La prestation de Christina a été suivie de l’interprétation de Valencie Etienne. Originaire de Saint Michel de l’Attalaye, Valancie est ce qu’on appelle une artiste confirmée. Dernière arrivée sur le projet, n’ayant jamais travaillé avec Jean Jean Roosevelt auparavant, elle avait vite conquis le coeur de l’interprète de “Agoye” dès son premier essai au studio, raconte le chanteur. Valencie est très intelligente, dit-il. En effet, elle l’est. Créative également, son clip est très original. Tout se déroule comme si elle enregistrait sa chanson au cours d’un live sur Facebook. Habillée d’un sweater et jogger noir, elle accroche son téléphone sur un trépied, part s’asseoir sur une chaise, patiente un moment puis entonne sa chanson sur l’égalité homme- Femme. Les paroles de ce titre notamment ce passage où elle chante ” Stéphanie egal ak Ricardo”, tend à montrer qu’entre les deux sexes, outre les différences physiques, le genre féminin n’est en rien inférieur et a droit au même traitement. La deuxième gagnante du concours Noël Caraïbes 2018 revendique ainsi la valorisation de la femme et le respect de ses droits; une revendication portée aussi par Diasemey Violaine, la fameuse policière du projet ” Rèl Fanm”. En effet, tantôt assise, tantôt debout dans sa sublime robe scintillante, Diasemey chante: ” Ou pap janm ka dim tout sa ou ta vle dim/ ou pap janm ka fèm tout sa ou ta vle fèm/ Mwen se mwen”.

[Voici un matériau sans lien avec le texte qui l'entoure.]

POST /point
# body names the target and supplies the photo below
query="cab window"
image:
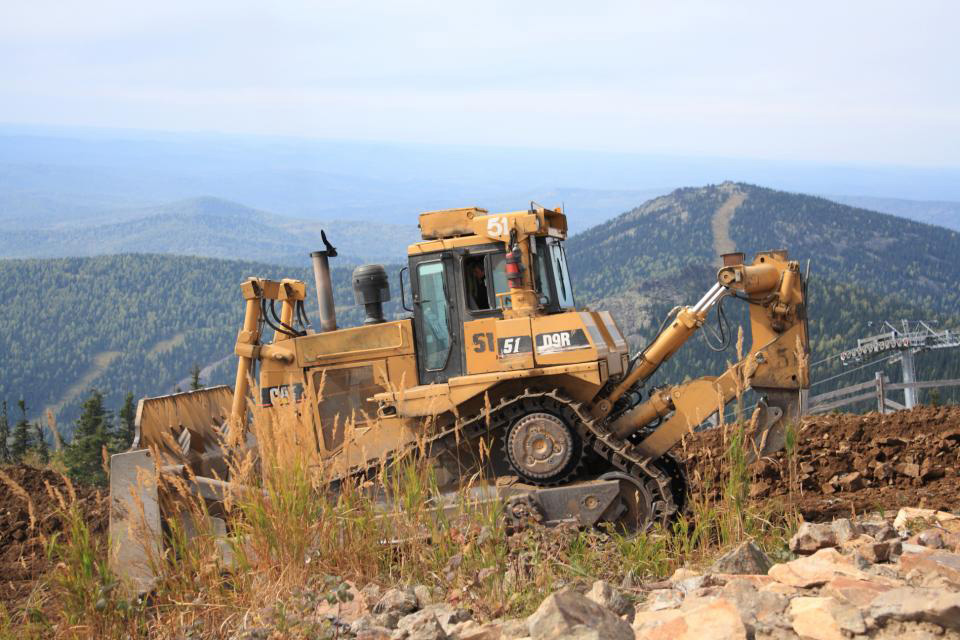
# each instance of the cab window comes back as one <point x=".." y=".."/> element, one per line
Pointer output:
<point x="476" y="283"/>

Dans Rèl Fanm, les interprètes crient également assez. Que ce soit Saîka Aristild, enveloppée dans un drap blanc et qui prisonnière par moments de nombreux barreaux, chante ” M bouke”; ou encore Gueytch-Love Vincent qui fièrement assise devant son piano, dévoile les notes de nombreuses blessures et de divers abus. De manière unique, toutes les chanteuses dénoncent avec vélléité les violences faites sur les femmes et les filles. Et par moment, ce qui n’en est pas étonnant, le décor arrive même à nous parler beaucoup plus que les notes de la chanson; ce qui est le cas de l’interprétation de Kettia Philogène. Celle-ci a été précédé de la prestation de Christie Charles. Une Christie sublime dans une combinaison africaine et dont la voix est autant entraînante que le son familier du tambour qu’elle manipule de ses paumes. Pour en revenir, le décor du clip de Kettia est si descriptif qu’on saisit à la seconde ce qu’elle chante. Assise sur un matelas, un rouleau de papier hygiènique sur celui-ci, tenue négligée, Kettia investit un personnage qui touche réellement le fond, abandonnée, seule et meurtrie. Son titre ” Lè w pèdi”, résonne dans la pièce hostile qui n’a guère l’air hospitalière.
La dernière prestation de ” Rèl Fanm” , la huitième, est celle de Lovely Alexis. Drôle, comique, une boule d’énergie sur pied, Lovely avec son clip apporte un souffle nouveau comme si le proverbe disait vrai et qu’effectivement “après la pluie vient le beau temps”. Vive et majestueuse dans sa robe carabela, elle chante: Nou pap lage
Le projet Rèl Fanm
Dans le cadre du projet Rèl Fanm, les huit femmes ont suivi de nombreuses formations sur: les techniques vocales, la présence sur scène…et ont bénéficié également d’un mini studio implanté directement chez elles. Au cours de leurs présentations respectives, elles ont manisfesté leur enthousiasme pour ce studio qui selon toutes, à l’unaminité, leur permettra d’enregistrer leurs chansons à la maison et d’échapper, par la même occasion, à des propositions indécentes assez courantes dans le secteur musical.
Rèl Fanm est supporté par l’Unicef via l’initiative Spotlight, “un partenariat mondial pluriannuel entre l’Union européenne et les Nations Unies, doté d’un financement de 591 M USD et qui a pour objectif d’éliminer toutes les formes de violence à l’égard des femmes et des filles d’ici 2030”. Haïti est l’un des 6 pays bénéficiaires de la région des Caraïbes comme: Belize, Jamaïque, Grenade, Guyana et Trinidad et Tobago.